No matter what you call them, the calling cards animals leave behind provide a load of information that Wasser has figured out how to decode. Besides the obvious—like which animal the sample came from and what the animal ate last night—he can also tell if the animal is pregnant, healthy, sick or just plain stressed out. He can even extract its DNA.

Wasser’s work has taken him to some interesting places all over the globe, ranging from old-growth forests and wolf stomping grounds to oil fields in Alberta and storage facilities in Africa.

The funny thing is, this peace-loving guy—director of the UW Center for Conservation Biology—might not be doing what he’s doing if not for one of Africa’s most violent dictators. (His work at the center focuses on the impact humans have on threatened and endangered species. It relies heavily on the tool he used to help prosecute poachers.)

“To be honest,” Wasser says, “I never thought I would be doing what I’m doing now, but I always wanted to save animals.” Initially, he dreamed of becoming a veterinarian until a high school stint at a veterinary clinic cured him of his desire to treat household pets. Then he became interested in wildlife conservation and headed to Africa to work for a vet in Uganda.

“I couldn’t do [the job] because Idi Amin had taken all this guy’s stuff away,” he recalls. Amin’s soldiers “were looting everything and everyone.”

The trip wasn’t a total loss, however. Wasser got involved with a research project on lions and fell in love with doing fieldwork. As he puts it, “Africa was my passion. Everything I did was to get back to Africa.”

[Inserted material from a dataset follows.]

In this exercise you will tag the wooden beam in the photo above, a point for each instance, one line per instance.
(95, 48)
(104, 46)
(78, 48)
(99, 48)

While conducting baboon research, Wasser was alarmed by the prevalence of elephant poaching. During the 18 years he spent in Africa, the pachyderm population dropped by nearly half, from 1.3 million to approximately 700,000. But when the Tanzanian government finally cracked down on poaching, an unforeseen consequence took Wasser by surprise.

“All of a sudden, leopards were coming out of the woodwork and eating our baboons,” he recalls. The spotted feline predators were forced to find another source of food—baboons—because they could no longer rely on meat from elephant carcasses left behind by poachers.

“That was a big moment for me. It made me realize how deeply connected wildlife communities are and how a cascade of events can affect another,” he says. Wasser next found a way to extract DNA from elephant dung. “It just hit me that I could easily collect samples across the whole continent and make a genetic map,” he explains. “Then all I had to do was figure out how to get DNA from ivory and I could tell where the animal was poached.”

By the time he completed his research, he wrote a paper showing that he could take an elephant tusk from anywhere in Africa and determine its provenance within 300 kilometers.